第26回日本免疫毒性学会学術年会

第26回日本免疫毒性学会学術年会

第26回日本免疫毒性学会学術年会

第26回日本免疫毒性学会学術年会

第26回日本免疫毒性学会学術年会

年会長挨拶

第26回日本免疫毒性学会学術年会  
ご挨拶

年会長  佐藤 実
(産業医科大学産業保健学部 成人・老年看護学講座 教授)

  第26回日本免疫毒性学会学術年会を2019年9月8日(日)から10日(火)に、北九州国際会議場(北九州市)において開催いたします。
九州での開催は、3年前の第23回学術年会についで2回目となります。本年の学術年会は基礎科学として積み重ねてきた免疫毒性学を、臨床の視点から見直すことを目標に「免疫毒性学 基礎から臨床へ」をメインテーマとして開催いたします。免疫毒性学会は大学、研究所、企業の免疫学、毒性学、薬学などを専門の基礎研究者を中心とする学会で臨床医は多くはありませんが、薬剤の免疫毒性を考える上で臨床との連携もたいへん重要となります。本年の学術年会が 臨床との交流、意見交換を通して基礎から臨床への応用を考える機会になればと考えています。
学術年会に先立って9月8日に行う市民公開講座は、ノーベル医学賞受賞で注目され一般市民の関心も高いがんの免疫療法に関して「みんなが知りたい!がんの免疫療法」のテーマで行います。免疫とがん免疫療法の基礎的な講演、免疫チェックポイント阻害薬が多く用いられている領域である肺癌、腎癌の免疫療法に関する講演をそれぞれの専門家にお話いただく予定です。学術年会の教育講演では、産業医科大学第1内科 田中良哉先生から「免疫抑制薬の光と影」、産業医科大学呼吸器内科矢寺 和博 先生から「環境因子と呼吸器疾患」と基礎科学を念頭に臨床医の立場から講演していただきます。特別講演ではNorth Carolina State UniversityのDr. James C. Bonnerに「Immunotoxicology of Inhaled Nanoparticles and the Implications for Lung Disease Susceptibility」として免疫毒性学で注目される領域のひとつであるナノ粒子の生体への影響について肺病変に焦点をあててご講演いただきます。
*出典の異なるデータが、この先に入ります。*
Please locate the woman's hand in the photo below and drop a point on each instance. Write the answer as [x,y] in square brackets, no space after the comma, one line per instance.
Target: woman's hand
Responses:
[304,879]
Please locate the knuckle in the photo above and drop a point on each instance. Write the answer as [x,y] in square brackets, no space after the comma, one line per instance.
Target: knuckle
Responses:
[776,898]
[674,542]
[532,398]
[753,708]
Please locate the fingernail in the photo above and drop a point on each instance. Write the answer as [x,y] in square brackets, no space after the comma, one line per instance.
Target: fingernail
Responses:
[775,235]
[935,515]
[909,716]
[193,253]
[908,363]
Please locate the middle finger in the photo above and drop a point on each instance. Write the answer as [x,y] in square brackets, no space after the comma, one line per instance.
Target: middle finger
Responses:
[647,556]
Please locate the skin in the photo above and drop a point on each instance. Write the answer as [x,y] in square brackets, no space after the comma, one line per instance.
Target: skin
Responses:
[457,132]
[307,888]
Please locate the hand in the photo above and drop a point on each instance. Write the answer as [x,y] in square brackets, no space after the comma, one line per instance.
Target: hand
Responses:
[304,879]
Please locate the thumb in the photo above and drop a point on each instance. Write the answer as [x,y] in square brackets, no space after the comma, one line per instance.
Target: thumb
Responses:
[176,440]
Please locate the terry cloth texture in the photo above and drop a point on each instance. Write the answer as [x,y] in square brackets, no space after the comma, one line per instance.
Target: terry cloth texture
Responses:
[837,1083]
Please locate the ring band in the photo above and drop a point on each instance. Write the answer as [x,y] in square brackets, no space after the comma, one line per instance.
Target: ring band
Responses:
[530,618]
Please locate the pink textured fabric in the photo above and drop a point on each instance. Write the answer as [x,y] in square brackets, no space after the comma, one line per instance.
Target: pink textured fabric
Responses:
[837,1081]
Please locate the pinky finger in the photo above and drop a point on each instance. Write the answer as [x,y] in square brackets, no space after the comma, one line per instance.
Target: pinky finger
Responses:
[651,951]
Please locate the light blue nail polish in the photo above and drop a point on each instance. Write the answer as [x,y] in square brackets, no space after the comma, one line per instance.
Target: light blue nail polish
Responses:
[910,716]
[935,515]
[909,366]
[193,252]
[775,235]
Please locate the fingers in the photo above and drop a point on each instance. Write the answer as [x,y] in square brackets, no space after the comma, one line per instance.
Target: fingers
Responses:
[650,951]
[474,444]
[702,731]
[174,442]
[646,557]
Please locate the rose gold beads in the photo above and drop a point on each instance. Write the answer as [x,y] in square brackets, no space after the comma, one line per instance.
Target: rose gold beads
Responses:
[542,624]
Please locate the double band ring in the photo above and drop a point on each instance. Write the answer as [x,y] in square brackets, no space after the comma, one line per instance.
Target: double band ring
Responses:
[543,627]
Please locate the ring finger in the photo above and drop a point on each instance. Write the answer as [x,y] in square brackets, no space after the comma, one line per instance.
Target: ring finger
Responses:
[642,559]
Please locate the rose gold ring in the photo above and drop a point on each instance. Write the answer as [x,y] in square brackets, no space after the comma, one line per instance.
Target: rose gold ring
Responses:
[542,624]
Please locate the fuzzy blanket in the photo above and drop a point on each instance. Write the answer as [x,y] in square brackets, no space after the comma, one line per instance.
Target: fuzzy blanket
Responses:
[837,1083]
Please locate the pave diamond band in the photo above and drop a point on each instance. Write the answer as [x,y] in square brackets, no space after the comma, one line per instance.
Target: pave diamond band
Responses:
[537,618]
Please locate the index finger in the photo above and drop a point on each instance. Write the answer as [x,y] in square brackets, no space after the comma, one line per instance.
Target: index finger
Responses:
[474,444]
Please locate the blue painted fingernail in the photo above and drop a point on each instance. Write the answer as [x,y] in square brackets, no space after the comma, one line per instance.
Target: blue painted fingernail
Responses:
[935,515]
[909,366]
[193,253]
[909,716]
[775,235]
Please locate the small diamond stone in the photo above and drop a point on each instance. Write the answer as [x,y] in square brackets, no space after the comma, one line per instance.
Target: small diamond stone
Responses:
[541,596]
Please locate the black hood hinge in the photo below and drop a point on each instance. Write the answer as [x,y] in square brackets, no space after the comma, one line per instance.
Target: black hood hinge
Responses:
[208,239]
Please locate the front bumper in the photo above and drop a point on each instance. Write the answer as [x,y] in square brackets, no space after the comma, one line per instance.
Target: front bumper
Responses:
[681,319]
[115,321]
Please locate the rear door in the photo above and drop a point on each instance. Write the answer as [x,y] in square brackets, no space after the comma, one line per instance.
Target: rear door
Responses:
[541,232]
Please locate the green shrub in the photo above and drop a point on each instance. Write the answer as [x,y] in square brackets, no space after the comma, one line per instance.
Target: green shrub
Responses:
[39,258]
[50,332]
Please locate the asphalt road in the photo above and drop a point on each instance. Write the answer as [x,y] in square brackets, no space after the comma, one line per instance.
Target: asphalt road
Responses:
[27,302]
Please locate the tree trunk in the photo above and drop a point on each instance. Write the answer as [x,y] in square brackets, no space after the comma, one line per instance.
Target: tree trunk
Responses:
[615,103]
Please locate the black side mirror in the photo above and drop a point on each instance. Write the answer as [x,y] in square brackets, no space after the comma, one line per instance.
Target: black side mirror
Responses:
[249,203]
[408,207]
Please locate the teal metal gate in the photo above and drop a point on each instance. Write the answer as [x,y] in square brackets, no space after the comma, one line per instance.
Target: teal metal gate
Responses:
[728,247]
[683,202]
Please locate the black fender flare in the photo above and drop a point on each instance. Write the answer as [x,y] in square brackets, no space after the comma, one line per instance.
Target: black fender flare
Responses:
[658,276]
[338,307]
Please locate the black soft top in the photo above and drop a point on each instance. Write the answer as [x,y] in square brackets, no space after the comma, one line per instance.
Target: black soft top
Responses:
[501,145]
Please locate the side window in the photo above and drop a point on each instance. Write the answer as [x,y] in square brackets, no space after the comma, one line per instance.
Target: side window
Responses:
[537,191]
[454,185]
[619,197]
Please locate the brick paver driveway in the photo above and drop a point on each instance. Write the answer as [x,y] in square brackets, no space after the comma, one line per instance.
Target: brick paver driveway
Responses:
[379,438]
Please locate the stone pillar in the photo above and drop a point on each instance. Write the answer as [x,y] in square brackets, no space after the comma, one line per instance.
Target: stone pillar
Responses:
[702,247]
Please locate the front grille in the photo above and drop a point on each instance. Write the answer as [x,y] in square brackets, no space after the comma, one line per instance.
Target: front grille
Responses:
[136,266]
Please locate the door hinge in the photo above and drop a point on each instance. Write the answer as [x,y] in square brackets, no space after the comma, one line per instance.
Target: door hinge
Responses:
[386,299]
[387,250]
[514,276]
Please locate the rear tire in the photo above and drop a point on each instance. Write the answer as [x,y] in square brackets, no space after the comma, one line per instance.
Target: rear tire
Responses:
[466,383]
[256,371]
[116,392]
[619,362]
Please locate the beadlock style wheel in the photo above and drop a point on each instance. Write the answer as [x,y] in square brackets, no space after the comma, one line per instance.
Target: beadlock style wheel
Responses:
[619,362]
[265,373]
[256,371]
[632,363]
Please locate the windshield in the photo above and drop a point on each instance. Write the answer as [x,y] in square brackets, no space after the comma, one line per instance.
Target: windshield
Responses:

  シンポジウムでは「免疫毒性からみた炎症と病態」と題して産業医科大学医学部 免疫・寄生虫学講座の吉田安宏 先生から「Particulate matterが誘因となる免疫修飾反応」、産業医科大学産業生態科学研究所呼吸病態学森本泰夫 先生から「呼吸器領域における環境因子と免疫毒性」、川崎医科大学医学部衛生学西村泰光 先生から「塵肺症、胸膜中皮腫のバイオマーカー」、産業医科大学医学部 第1内科学元 舞子 先生から「ミトコンドリアグルタミン代謝制御による自己免疫疾患治療への応用」と題して講演いただき、基礎と臨床を織り交ぜて炎症とその病態への関わりの理解を深めたいと考えています。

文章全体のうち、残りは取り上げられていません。